Well, because there’s no such thing as Jesus outside of the church, outside of religion. The only reason we know anything about him at all, as we agreed earlier, is because members of the early Christian church wrote the New Testament, our only available source of information about him. Jesus himself didn’t write anything, nor did any of his apostles. Nor, in fact, did anyone who even saw the historical Jesus write anything about him. (The book of James, reluctantly crammed into the back of the NT, is a possible exception and a discussion for another time.) Paul, whose version of Christianity won out over that of his rivals Peter and James, is the single most influential writer about Jesus, and Paul didn’t become a follower of the movement until 20 years after Jesus died. The writers of the gospels all came later, in some cases much later, and are just following Paul and/or copying each other. Yet, this is the reality: this is all we have, and the only reason we have it is because the early church collected, edited, reorganized, and passed these writings down through the ages. If it weren’t for the organized religion that eventually grew out the Jesus movement, there would be no Jesus. We would scarcely have any idea that he even existed (and still, actually, it’s possible that he didn’t.) You can’t dump the religion without dumping Jesus out along with it.

A Lazy Theology

It might seem a bit ridiculous that someone like me, an unapologetic non-believer, would actually bother distinguishing between more and less respectable forms of Christianity. Generally my problem is not with the particular beliefs that a person holds as much as the means by which he has acquired them. There is an abyssal difference between a Christian who has thoughtfully and diligently plunged repeatedly into the depths of scripture, historicity, and textual criticism and a Christian who believes in Jesus because his mother used to read him bedtime stories from a children’s bible. Only one of those people holds a belief not worthy of immediate and unrestrained derision.

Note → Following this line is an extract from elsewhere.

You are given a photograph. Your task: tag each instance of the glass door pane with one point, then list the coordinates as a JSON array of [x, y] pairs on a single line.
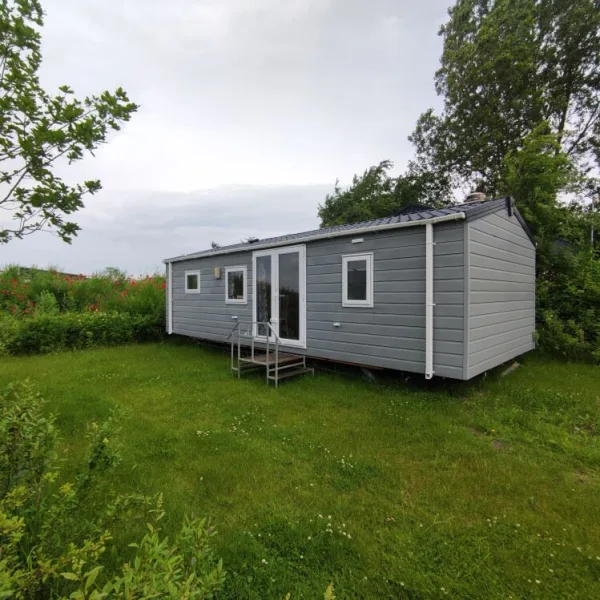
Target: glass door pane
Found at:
[[263, 293], [289, 296]]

The massive irony of people who want to follow Jesus but don’t want to follow the rituals and strict rules of the church is that they’re doing precisely the opposite of what they claim. If your idea of Jesus doesn’t come from reading scripture; if your idea of Jesus is somehow different from the Jesus of the Bible; if you have a radically different idea of who Jesus was that just so happens to conform to everything you think is good and important, you’re not following Jesus. You already have a set of values you’ve acquired by some other means, and you’re simply looking for divine justification for what you already think. You make Jesus into whatever you need him to be in order to continue to live your life however you’d like and still sleep soundly at night, knowing that your immortal soul is safe. Think homosexuality is a sin? I'm sure Jesus agrees. Changed your mind about that? I'm sure Jesus is totally cool with that, too. You’re not following Jesus; Jesus is following you.